Materials and Methods Patient Population The diagnostic criteria of HCC for inclusion into this study consisted of compatible clinical and radiological features of HCC, with confirmation by histology. HCCs that were too poorly differentiated for identification of hepatocellular differentiation by the criteria set by the World Health Organization,17 ie, hepatocyte-like malignant cells, trabecular or sinusoidal growth pattern, bile production, or intercellular bile
canaliculi, were excluded. Based on these criteria, formalin-fixed, paraffin-embedded diagnostic HCC tissue blocks from 290 Chinese patients admitted to Queen Mary Hospital, Hong Kong, between 1986 and 1991 were included in this study.
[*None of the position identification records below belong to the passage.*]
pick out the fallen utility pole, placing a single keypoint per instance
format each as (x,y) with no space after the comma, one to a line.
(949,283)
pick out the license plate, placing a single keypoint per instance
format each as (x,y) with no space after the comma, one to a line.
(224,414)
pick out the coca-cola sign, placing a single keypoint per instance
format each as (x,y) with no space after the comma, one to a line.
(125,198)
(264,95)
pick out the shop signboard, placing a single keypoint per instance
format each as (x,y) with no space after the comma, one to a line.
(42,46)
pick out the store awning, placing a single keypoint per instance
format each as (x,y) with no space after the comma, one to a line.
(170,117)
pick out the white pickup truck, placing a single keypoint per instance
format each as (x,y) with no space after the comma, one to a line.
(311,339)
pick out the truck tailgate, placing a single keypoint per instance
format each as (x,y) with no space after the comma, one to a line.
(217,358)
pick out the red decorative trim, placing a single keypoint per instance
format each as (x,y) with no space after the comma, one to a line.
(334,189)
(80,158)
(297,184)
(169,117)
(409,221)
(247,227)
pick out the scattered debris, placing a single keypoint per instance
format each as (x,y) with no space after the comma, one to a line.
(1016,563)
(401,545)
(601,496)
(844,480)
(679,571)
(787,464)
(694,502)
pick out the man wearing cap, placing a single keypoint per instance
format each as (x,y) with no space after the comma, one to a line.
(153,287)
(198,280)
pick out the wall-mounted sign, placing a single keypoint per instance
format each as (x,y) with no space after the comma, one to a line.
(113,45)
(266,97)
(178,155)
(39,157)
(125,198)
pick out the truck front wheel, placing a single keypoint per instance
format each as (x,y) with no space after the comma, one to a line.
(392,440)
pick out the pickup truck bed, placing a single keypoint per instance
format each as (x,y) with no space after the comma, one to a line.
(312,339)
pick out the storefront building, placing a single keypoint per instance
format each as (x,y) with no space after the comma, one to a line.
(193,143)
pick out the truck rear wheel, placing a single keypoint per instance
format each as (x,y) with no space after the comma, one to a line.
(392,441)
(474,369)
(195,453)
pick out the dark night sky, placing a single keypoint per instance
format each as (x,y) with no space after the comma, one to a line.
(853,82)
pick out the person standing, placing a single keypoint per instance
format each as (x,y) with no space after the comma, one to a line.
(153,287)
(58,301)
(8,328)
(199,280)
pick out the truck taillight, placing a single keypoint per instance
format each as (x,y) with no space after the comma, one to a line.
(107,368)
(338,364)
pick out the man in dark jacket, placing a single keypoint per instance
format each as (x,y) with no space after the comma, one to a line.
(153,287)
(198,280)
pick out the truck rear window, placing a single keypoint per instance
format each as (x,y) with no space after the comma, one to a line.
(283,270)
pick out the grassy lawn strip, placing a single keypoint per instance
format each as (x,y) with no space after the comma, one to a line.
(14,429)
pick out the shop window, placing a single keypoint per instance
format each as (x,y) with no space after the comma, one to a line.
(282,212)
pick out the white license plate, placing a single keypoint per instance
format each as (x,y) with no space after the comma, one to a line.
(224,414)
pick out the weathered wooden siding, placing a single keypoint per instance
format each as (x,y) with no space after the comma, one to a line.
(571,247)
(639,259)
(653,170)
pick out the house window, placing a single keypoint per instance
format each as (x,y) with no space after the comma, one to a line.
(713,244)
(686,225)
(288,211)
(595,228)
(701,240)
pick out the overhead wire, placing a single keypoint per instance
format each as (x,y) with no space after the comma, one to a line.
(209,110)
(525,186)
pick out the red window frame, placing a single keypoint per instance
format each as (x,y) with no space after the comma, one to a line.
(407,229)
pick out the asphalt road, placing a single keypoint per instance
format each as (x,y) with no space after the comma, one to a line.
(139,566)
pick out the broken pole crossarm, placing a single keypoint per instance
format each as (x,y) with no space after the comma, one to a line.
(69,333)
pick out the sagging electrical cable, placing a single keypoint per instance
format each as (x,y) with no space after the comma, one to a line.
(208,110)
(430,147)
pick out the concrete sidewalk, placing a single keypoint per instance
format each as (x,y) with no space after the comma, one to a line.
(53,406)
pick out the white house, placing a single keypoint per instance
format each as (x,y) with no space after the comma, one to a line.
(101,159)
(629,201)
Hepatitis B virus surface antigen was positive in 86.1% and histological evidence of cirrhosis was identified in 122 of 151 (80.8%) tissue blocks in which adequate liver tissue was available for assessment. The liver specimens included 201 needle biopsies, 73 surgical resection specimens, and 16 autopsies. In 162 patients who did not receive either medical or surgical treatment and had complete follow-up till death, survival was recorded dating from the time of the confirmatory diagnostic liver biopsy. All cases that underwent any form of treatment for HCC were excluded from the assessment of natural survival.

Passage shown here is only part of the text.